Oh right! No 'e', it's been a while since I read the original.
Literary Buffistas 3: Don't Parse the Blurb, Dear.
There's more to life than watching Buffy the Vampire Slayer! No. Really, there is! Honestly! Here's a place for Buffistas to come and discuss what it is they're reading, their favorite authors and poets. "Geez. Crack a book sometime."
So you recommend it, Connie? Worth the $.99?
I found it very charming as I was working on it, and there were elements that I wish I'd written. Yes, for $.99.
Plus it's been through another editing pass since I worked on it.
I recently finished Louise Penny's Bury Your Dead, and I loved it. It's set in Quebec, and it juggles four mysteries deftly, with plot and character development. I'm now going through everything else she's written that the library has. It's not terribly light, but it's very compelling. I'd strongly recommend it.
Ooo, I read her "Still Life" at the beach, Calli, and really enjoyed it. Had borrowed it from my mom.
Oh, I read not that book but one in the series, I think. Still Life, maybe? Really liked it, not remembering the title notwithstanding.
I finished Elizabeth Bear's Eternal Sky trilogy last night, with Steles of the Sky. You know, it was really well-done. I don't know why I didn't find it more moving. But I did like it a lot: it's quite creative, and there's a ton of interesting women with their own agendas in it, in addition to various types of gender and sexuality expressed.
Plus, it's a massive epic fantasy that culminates in an enormous battle with mastodons, rocs, ghouls, demons, Shaolin monks, and thousands of Mongol warriors mounted on multi-colored horses.

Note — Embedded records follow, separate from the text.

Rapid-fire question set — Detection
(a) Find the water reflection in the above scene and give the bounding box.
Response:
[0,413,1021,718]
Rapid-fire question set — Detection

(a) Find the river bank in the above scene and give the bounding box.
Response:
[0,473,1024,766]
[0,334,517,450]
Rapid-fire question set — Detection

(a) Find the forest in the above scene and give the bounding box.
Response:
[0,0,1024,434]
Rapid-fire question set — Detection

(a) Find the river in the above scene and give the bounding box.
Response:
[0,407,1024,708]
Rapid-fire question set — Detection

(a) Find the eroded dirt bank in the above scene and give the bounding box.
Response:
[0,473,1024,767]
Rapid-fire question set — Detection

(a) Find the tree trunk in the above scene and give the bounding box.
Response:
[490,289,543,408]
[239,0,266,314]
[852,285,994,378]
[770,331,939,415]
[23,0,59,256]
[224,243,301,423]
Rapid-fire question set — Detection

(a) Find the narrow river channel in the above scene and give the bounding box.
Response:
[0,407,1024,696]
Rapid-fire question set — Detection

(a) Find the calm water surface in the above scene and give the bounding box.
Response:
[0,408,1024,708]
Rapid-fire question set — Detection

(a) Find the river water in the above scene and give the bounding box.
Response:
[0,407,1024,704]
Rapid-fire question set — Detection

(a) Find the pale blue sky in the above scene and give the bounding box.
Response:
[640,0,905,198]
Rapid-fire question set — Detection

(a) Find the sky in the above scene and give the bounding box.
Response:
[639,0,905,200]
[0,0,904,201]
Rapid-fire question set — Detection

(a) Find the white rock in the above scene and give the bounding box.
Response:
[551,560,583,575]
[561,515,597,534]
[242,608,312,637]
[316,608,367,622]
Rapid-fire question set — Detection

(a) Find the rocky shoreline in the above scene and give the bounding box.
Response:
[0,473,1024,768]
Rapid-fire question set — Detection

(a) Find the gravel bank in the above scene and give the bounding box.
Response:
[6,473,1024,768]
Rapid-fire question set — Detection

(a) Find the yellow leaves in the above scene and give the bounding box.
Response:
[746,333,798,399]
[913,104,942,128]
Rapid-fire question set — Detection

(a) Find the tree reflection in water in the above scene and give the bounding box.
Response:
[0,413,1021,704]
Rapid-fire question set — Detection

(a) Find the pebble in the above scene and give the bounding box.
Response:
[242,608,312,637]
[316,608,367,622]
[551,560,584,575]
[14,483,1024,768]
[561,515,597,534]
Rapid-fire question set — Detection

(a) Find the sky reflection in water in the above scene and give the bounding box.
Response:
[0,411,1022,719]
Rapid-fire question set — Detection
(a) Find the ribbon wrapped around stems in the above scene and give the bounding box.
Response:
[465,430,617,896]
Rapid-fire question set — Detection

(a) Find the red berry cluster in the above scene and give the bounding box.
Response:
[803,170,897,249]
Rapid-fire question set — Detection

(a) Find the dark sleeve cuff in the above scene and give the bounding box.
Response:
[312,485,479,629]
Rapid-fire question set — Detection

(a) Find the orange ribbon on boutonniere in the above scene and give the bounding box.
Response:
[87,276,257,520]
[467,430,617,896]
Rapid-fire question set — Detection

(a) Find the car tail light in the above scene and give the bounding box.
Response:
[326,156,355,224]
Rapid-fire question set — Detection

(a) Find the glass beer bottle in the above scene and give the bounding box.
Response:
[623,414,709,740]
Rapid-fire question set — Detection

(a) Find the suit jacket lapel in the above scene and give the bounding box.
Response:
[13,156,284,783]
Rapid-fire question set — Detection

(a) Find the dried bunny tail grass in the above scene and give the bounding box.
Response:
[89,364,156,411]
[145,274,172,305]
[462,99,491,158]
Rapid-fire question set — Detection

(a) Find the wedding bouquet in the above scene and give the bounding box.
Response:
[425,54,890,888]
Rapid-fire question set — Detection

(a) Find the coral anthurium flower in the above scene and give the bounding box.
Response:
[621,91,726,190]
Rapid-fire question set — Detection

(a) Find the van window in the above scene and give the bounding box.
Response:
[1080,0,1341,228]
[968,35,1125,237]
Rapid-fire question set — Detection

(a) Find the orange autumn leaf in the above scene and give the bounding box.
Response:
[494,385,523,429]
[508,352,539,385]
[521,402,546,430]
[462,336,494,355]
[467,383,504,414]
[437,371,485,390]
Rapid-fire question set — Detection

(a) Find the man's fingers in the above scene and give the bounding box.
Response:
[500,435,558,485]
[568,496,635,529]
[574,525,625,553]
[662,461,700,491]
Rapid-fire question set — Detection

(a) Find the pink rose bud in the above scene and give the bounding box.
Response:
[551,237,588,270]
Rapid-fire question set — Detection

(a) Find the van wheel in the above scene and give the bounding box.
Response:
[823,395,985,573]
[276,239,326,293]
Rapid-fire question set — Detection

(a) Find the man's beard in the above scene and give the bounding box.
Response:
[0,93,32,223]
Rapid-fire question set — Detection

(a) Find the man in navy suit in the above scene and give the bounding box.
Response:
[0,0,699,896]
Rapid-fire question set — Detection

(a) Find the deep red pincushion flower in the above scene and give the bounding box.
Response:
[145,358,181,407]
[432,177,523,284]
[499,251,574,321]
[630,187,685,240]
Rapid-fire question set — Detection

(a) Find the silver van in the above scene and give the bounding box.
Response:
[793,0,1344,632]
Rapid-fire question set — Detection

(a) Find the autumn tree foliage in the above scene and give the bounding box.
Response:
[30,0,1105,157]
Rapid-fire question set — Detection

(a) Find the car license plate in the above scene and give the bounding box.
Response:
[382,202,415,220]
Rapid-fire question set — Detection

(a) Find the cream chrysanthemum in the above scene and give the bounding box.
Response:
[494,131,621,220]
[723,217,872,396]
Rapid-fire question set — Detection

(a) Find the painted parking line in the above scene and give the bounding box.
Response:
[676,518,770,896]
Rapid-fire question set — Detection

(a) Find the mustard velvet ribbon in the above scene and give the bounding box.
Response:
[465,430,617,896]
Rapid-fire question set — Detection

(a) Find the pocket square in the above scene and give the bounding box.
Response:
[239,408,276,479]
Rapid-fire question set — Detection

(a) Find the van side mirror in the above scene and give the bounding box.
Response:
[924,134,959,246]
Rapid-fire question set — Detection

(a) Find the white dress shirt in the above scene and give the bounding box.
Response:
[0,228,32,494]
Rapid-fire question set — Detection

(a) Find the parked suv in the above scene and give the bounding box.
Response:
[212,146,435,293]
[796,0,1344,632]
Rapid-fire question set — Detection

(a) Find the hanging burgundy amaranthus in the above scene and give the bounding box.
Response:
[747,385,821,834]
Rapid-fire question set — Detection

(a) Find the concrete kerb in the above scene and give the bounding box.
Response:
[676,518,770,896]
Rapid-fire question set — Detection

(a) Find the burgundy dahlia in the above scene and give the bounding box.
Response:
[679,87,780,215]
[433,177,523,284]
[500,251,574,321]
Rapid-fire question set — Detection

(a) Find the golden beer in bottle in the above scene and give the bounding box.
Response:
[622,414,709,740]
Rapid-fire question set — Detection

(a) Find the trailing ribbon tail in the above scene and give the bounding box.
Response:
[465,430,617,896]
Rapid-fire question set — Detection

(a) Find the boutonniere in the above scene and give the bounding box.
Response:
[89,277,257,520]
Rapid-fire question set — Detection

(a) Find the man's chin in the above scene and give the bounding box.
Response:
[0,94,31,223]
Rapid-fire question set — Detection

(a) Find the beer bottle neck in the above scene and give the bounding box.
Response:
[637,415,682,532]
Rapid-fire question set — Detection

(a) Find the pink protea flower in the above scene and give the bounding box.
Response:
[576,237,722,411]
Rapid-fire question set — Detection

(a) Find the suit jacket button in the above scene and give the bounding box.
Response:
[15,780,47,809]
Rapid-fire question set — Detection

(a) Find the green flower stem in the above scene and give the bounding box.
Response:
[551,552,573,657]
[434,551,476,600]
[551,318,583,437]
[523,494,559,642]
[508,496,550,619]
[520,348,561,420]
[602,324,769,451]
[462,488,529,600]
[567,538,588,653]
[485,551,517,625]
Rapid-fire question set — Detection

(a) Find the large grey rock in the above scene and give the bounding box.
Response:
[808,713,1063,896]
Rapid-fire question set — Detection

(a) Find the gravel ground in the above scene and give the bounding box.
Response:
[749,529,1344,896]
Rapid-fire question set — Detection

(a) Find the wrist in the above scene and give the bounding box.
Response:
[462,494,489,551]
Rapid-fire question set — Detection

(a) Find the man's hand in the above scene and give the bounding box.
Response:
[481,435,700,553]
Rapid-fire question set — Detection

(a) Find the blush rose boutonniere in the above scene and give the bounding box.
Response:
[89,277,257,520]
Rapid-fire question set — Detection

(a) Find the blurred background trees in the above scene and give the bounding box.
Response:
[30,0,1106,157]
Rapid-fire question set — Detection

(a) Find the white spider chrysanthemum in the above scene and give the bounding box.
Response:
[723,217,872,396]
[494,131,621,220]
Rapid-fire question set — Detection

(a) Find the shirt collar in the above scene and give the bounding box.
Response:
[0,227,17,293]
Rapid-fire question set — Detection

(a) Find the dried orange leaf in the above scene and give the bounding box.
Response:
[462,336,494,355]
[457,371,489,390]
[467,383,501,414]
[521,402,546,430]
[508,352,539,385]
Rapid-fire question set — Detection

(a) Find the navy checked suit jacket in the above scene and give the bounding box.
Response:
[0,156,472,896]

So I guess I did like it. Definitely recommended.
All my Elizabeth Enright's are here. I am happily hunkered down in post-war New York City. And the stories hold up; this is one childhood pleasure that's held up.
I meant to say earlier that I reread the Melendys (except for Spiderweb for Two, which was some sort of dreadful anomaly) and the Gone-Away Lake books every few years and they hold up beautifully. The girls have agency. There's very little in the way of set gender roles. They face real problems and solve them.
Do today's children read them? I think they do fine as historical fiction.
I got hardcovers of Four-Story Mistake and Gone-Away Lake. The cover of Gone-Away is the one I remember reading. Glee!! And the paperback re-issues have the same illustrations.